KORANBANTEN.COM – Evi Silvi Yuniatul Hayati meminta kepada Kejaksaan Negeri Serang dan Pengadilan Negeri Serang untuk menunda eksekusi atas putusan kasasi Mahmakah Agung (MA) Nomor 1261 K/Pid/2023 Jo Nomor 72/PID/2023/PT.BTN Jo Nomor 118/Pid.B/2023/PN.Srg tertanggal 26 Oktober 2023.
Kuasa Hukum Evi Silvi, Bahtiar Rifai mengatakan, kliennya meminta kepada pihak Kejaksaan Negeri Serang yang telah melayangkan surat panggilan No : B-250/M.6.10/Eoh.2/01/2024, untuk menunda eksekusi atas perkara yang dihadapi kliennya tersebut.
“Kami meminta untuk menunda eksekusi terhadap klien kami Ibu Evi Silvi Yuniatul Hayati, dan hari ini kami telah melayangkan Surat Permohonan Penundaan Pelaksanaan Putusan MA–RI Nomor 1261 K/Pid/2023 Tanggal 26 Oktober 2023, kepada pihak Kejaksaan Negeri Serang dan Pengadilan Negeri Serang,” kata Bahtiar kepada wartawan, Senin (15/01/2024).
Bahtiar menyampaikan, permohonan penundaan eksekusi tersebut bukan tanpa sebab, menurutnya, ada beberapa hal yang perlu diperhatikan oleh pihak Kejaksaan Negeri Serang sebelum melakukan eksekusi terhadap kliennya.
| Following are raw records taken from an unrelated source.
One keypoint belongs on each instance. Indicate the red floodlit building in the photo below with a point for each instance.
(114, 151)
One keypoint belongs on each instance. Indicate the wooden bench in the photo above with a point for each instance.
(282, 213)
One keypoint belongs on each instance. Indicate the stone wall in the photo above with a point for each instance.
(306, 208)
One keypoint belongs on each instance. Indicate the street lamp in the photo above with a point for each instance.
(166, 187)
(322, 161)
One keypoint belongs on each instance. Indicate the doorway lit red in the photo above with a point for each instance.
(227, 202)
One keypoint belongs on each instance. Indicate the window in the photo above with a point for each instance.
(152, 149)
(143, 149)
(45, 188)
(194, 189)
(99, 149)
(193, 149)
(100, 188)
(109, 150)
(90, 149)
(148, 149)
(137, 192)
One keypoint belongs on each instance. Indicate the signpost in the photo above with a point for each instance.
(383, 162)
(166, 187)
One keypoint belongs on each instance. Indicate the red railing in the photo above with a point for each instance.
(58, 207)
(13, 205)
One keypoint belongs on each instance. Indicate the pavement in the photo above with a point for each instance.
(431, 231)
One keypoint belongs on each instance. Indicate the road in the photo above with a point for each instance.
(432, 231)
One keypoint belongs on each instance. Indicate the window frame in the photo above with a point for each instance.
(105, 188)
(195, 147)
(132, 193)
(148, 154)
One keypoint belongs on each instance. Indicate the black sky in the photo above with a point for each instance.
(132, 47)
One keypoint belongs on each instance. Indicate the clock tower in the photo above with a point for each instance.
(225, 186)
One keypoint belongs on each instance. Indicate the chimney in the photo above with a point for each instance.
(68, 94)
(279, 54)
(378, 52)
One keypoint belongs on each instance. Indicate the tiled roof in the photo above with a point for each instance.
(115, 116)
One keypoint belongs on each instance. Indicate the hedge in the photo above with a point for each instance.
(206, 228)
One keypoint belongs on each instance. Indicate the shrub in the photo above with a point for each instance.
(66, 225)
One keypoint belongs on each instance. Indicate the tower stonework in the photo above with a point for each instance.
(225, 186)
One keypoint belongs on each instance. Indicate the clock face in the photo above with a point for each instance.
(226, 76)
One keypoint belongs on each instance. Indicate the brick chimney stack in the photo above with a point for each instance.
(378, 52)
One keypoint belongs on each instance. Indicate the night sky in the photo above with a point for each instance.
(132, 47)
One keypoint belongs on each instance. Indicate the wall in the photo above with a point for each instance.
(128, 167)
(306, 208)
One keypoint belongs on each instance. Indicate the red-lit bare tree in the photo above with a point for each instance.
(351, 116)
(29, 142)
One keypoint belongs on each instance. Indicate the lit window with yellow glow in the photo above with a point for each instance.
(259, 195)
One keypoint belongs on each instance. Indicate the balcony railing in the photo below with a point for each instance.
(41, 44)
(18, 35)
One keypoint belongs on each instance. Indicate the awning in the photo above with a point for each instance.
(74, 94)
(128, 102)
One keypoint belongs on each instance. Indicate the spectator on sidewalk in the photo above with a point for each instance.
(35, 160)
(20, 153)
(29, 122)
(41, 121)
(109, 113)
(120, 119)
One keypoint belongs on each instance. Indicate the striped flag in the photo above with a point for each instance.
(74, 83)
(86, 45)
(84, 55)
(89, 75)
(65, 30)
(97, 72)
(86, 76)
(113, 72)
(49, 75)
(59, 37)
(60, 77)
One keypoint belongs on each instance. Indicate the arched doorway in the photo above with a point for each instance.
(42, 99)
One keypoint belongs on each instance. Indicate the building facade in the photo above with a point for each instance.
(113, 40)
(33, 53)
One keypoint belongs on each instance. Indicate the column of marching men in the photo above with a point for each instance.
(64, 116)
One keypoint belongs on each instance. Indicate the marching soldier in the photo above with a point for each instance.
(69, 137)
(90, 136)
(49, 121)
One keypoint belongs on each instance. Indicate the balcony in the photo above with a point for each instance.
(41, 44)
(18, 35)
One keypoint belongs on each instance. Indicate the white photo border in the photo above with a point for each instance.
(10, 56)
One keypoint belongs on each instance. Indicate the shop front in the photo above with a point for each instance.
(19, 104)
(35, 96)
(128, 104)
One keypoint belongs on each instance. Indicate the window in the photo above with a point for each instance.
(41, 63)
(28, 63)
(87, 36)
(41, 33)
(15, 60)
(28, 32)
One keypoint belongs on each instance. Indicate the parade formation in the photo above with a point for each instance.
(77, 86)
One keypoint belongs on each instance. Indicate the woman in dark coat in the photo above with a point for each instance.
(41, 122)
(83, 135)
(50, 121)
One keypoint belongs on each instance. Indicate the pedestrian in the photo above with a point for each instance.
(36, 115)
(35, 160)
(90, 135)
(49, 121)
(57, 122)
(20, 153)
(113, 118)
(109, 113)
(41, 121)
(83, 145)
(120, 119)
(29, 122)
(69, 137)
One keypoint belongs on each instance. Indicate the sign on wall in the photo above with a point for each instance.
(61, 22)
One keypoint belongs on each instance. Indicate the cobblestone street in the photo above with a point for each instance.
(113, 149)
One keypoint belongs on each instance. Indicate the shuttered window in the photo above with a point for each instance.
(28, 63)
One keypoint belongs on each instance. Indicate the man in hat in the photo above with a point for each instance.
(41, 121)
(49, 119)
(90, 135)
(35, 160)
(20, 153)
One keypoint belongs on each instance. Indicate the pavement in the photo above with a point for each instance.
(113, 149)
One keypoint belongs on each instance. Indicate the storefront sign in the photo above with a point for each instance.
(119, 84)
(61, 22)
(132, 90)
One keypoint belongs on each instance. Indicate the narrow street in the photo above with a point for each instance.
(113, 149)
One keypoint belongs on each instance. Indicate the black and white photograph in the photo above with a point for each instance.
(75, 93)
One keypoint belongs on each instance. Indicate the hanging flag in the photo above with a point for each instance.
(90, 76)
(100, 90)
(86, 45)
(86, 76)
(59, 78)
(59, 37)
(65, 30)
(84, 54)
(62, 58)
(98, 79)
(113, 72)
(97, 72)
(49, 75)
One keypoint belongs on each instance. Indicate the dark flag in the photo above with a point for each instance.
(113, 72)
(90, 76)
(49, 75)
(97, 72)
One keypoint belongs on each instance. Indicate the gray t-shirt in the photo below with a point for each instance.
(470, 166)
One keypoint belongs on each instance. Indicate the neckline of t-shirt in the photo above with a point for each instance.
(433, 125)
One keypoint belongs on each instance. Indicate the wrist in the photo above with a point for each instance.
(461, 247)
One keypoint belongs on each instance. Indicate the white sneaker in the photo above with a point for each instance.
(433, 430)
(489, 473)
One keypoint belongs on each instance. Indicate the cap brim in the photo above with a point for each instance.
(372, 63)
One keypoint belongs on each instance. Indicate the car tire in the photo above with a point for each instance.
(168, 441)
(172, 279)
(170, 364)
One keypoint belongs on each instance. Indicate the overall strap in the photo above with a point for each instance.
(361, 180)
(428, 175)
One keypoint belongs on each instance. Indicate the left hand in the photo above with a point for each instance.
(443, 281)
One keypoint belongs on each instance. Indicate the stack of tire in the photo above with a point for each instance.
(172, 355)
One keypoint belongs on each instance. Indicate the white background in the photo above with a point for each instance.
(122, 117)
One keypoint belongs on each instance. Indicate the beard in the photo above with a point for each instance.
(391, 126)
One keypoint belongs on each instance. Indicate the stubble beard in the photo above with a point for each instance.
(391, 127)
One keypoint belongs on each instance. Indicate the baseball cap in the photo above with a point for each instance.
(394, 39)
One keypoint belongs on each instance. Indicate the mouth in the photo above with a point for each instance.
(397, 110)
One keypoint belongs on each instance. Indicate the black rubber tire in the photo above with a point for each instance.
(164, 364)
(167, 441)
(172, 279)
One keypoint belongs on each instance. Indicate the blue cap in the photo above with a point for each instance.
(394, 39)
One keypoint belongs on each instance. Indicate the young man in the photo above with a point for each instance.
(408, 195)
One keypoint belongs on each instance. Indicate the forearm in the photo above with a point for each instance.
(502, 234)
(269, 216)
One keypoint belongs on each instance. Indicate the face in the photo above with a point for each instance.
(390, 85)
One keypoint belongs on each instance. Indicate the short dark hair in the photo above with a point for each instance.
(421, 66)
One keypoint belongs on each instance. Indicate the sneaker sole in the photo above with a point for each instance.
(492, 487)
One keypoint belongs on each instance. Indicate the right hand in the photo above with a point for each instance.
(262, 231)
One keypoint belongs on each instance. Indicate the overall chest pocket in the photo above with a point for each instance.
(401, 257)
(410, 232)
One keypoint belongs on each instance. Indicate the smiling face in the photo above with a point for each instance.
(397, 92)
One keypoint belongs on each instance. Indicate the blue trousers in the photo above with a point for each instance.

Bahtiar menuturkan, putusan yang dilampirkan dari mulai tingkat pengadilan negeri, pengadilan tinggi, hingga tingkat kasasi Mahkamah Agung (MA) untuk kliennya tersebut dinilai cacat hukum dan batal demi hukum, hal itu lantarab dalam putusan tersebut tidak memenuhi ketentuan Pasal 197 Ayat (1) huruf (k) KUHP.
Selain itu, lanjut Bahtiar, ada beberapa fakta dalam isi Putusan Kasasi MA-RI tersebut, yang tidak memiliki kepastian hukum, yakni menolak permohonan kasasi dari Pemohon Kasasi/Penuntut Umum pada Kejaksaan Negeri Cilegon.
“Padahal kan itu yang mengajukan Penuntut Umum Kejaksaan Negeri Serang, nah disini saja dalam amar putusannya sudah ada kesalahan, sudah tidak ada kepastian hukum. Lalu di putusan itu disebutkan, menolak tapi memperbaiki putusan pengadilan, kalau sudah menolak seharusnya sudah selesai, kalau memperbaiki itu berarti seharusnya menerima penuh atau menerima sebagian,” ujarnya.
“Kemudian, di dalam amar putusan MA-RI tersebut juga tidak ada perintah pengadilan, Mahkamah Agung memerintahkan klien kami Ibu Evi Silvi untuk berada di tahanan, ini berdasarkan Pasal 197 Ayat (1) huruf (k) KUHP mengenai perintah supaya Terdakwa ditahan, tetap ditahan atau dibebaskan, itu telah ditentukan dalam KUHP, jadi Putusan – putusan Hakim sebelumnya maupun pendapat para ahli bahwa ketentuan ini harus dipenuhi dalam pembuatan putusan hakim. Tidak dipenuhinya ketentuan ini dapat mengakibatkan suatu putusan pengadilan Batal Demi Hukum , sesuai Pasal 197 ayat (2) KUHP. Kalau pun ada eksekusi terhadap klien kami, ini kan jelas ada perbuatan melawan hukum, karena kan tidak ada diperintahkan di isi Putusan MA-RI itu,” ucapnya.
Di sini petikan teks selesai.